Consecuencia de ellos, toda la sociedad española acogió la guerra con entusiasmo. La reacción popular fue unánime y todos los partidos políticos representados en el Congreso de los Diputados aprobaron la declaración por unanimidad, incluso la mayoría de los miembros del Partido Democrático. «O’Donnell contó no solo con el apoyo del Parlamento y todas las formaciones políticas, también de la prensa, algunos escritores entusiastas, el clero y, a través de todos ellos, de grandes capas de la población. No en balde, el jefe de Gobierno venía caldeando el ambiente durante meses con soflamas patrioteras. Se recaudaron fondos por todo el país, incluso la Reina ofreció sus joyas para financiar la contienda, y se alistaron voluntarios en todas partes. Pese a estar exentos de la recluta militar, hubo una elevada presencia de vascos», argumentaba Albi.

A lo largo del mes de noviembre, las tropas españolas fueron embarcando camino de las ciudades hermanas norteafricanas. El contingente estaría formado por 38.000 hombres, mientras que el sultán improvisó una milicia de 25.000, entre tropas regulares, mal adiestradas y desorganizadas, y voluntarios de las cabilas. En la misma Málaga, el general Antonio Ros de Olano pasó revista a siete batallones que marchaban al frente con estas palabras recogidas por «La Gaceta de Madrid» el 1 de diciembre de 1859: «Las tropas se presentaron en un estado brillantísimo de equipo y ejercicio militar, llamando la atención por su escogido personal y la marcial apostura de todos sus oficiales. En todos los semblantes se revelaba el ardiente deseo que tienen estos valientes de ir a compartir las penalidades y las glorias con sus dignos compañeros que ya están en África»

La «Guerra Romántica»

El autor de «¡Españoles, a Marruecos!» opina que el conflicto guerra pasó a la historia, «desde muchos puntos de vista plenamente justificado», como la «Guerra Romántica»: «Para empezar, tiene ese carácter la misma denominación oficial, Guerra de África, que desorbita el ámbito de las operaciones para darles una dimensión continental, cuando, en realidad, solo se desarrollaron en un estrecho pasillo». Se dieron, además, otros muchos ingredientes románticos junto a estas exageraciones, que el autor enumera así: cargas de coraceros con refulgentes cascos metálicos, agrestes cabileños de chilabas rayadas, lanceros con banderolas multicolores, la legendaria Guardia Negra, audaces cornetas casi niños, bellas hebreas, presidiarios encadenados que parecían salidos de «Los Miserables», caballería marroquí medio fantasmal, misteriosas ciudades santas, arias de Bellini cantadas por oficiales sentimentales a la luz de las hogueras, caravanas ondulantes de camellos y ataques con bayoneta y banderas desplegadas al compás de charangas.

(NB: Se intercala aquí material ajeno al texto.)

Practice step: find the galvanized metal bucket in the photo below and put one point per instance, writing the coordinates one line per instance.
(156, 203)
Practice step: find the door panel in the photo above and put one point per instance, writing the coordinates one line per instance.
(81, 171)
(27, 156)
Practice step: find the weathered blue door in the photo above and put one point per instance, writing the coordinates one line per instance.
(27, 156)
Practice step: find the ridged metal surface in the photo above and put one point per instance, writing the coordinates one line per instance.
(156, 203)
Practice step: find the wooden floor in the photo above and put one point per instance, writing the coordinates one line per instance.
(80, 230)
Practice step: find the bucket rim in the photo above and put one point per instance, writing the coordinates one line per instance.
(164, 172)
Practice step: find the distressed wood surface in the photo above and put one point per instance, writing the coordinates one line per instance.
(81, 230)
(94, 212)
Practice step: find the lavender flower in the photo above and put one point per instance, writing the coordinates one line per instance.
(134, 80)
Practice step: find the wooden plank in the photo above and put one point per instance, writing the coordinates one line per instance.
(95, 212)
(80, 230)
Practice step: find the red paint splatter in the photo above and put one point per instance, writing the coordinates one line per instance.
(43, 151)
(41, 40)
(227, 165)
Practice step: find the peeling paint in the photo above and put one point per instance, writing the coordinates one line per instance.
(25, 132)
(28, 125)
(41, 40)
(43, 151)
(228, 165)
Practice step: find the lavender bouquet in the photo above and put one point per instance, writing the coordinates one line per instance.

Pero lo cierto es que son muchos los historiadores que defienden que la experiencia marroquí solo aportó beneficios a una minoría de empresarios. Al erario público le costó 236 millones de reales que tuvieron una gran repercusión en la crisis general que se desencadenó a finales de la década de los 60 del siglo XIX. Además, todos esos elementos románticos que enaltecieron al país y sus políticos, escondían una campaña improvisada, lanzada en la peor época del año y con medios navales insuficientes. Nuestros soldados estaban mal equipados para protegerse de las fuertes lluvias y para librar una serie de batallas inútiles y costosas. Y en la sombra, el cólera insidioso, matando a diestro y siniestro, más feroz que las balas, que envió a miles de hombres a la tumba.

«Si la guerra fue indiscutiblemente popular, lo cierto es que miles de españoles pagaron para no ir a ella; si concitó consensos de todos los partidos, la unanimidad duró poco; si obtuvo ciertas ventajas, generó decepciones, incluidas las de la propia Isabel II, y si se derrochó bravura, sobraron imprudencias censurables. Fue, pues, una campaña con claroscuros, como tantas otras, lejos del escenario idílico y teatral que se ha presentado», concluye Albi.